The claims were seized on by fringe groups such as the Gold Anti-Trust Action Committee which said it showed that mainstream investors were coming round to their view that central banks secretly act to keep a lid on the price of gold in order to support the dollar.

"The establishment in the gold world is coming around to our central premise," Chris Powell, secretary of GATA, told his members last week. "Central banks and particularly the US Treasury Department have been colluding surreptitiously and desperately to suppress the gold price and manipulate the gold market," he added.

The report has caused embarrassment to Royal Bank as many of its clients and some of the biggest companies on the Canadian stock exchanges are gold miners, including Barrick Gold Corp, the world's second largest producer which is also the world's biggest hedger.

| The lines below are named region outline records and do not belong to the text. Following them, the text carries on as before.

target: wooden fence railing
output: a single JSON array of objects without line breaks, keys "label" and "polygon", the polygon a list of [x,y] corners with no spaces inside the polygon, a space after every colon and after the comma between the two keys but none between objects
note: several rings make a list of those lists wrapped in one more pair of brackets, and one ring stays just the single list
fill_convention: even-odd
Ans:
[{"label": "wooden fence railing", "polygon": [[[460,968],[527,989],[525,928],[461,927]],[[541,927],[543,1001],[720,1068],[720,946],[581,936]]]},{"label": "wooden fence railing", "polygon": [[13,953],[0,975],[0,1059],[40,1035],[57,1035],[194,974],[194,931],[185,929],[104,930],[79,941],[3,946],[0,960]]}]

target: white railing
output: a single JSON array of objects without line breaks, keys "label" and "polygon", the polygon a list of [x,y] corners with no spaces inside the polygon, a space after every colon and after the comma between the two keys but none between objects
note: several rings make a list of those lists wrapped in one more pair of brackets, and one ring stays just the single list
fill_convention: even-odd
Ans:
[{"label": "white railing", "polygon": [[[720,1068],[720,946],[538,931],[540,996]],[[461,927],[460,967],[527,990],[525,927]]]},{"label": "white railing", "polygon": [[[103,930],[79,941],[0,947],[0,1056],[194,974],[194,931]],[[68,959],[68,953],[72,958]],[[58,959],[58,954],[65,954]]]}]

Bank of Novia Scotia is one of the largest bullion banks in the world and the Canadian central bank has been a consistent seller of gold over the past decade. Mark Arthur, head of Royal Bank Investment Management, issued a statement saying the report was produced for "internal use" and "in no way reflects the views of Royal Bank".

However, the report is by John Embry, a senior figure at RBC who sets strategy for the bank's $38bn funds under management and chairs its stock selection committee as well as running its Royal Precious Metals fund. He was not available for comment.

Embry predicts in the report that the price of gold is set for further steep rises. "Those with a vested interest in containing the price of gold - central banks, bullion banks, heavily hedged gold companies - will not die easily but the tide is moving strongly against them and the embedded short positions could catapult the gold price higher."